Regional Autonomy


This is the first issue of the SMERU Research Institute's newsletter after our researchers decided to continue SMERU's work as a fully autonomous organization. During the previous two years, administratively we worked under the auspices of the World Bank. However, in terms of the selection of topics, direction and research methods, the staff at SMERU were largely able to demonstrate a considerable degree of independence.

The management of SMERU has chosen regional autonomy as the central focus of this edition. Hence, the articles are mostly based on the results of an ongoing study of decentralization and regional autonomy conducted by the SMERU team since April 2000. These investigations have so far attempted to monitor the preparations of the regions for autonomy, before the implementation of Law No. 22, 1999 on Regional Government, and Law No. 25, 1999 on the Fiscal Balance between the Central and Regional Government. This research has been conducted in four kabupaten and three kota in seven different provinces.

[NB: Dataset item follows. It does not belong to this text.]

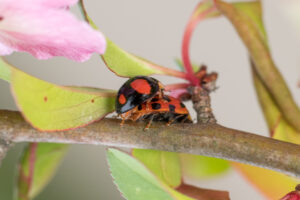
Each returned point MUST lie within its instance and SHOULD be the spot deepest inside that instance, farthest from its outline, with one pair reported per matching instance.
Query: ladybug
(136, 91)
(167, 108)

Both the above mentioned laws became effective on January 1, 2001. From this point, the regional governments will be able to exercise their full autonomy based on these new policies. Coincidently, SMERU also decided to establish its full autonomy on the very same day. The policy of regional autonomy is aiming at strengthening regional governments to enable them to deliver better public services, and simultaneously striving to achieve a fairer and more equitable balance of authority and responsibilities between the central government and the regions. In line with this, we hope that a new autonomous SMERU will become one of those interest groups that may serve as a pillar in the formation of a long sought after democratic society.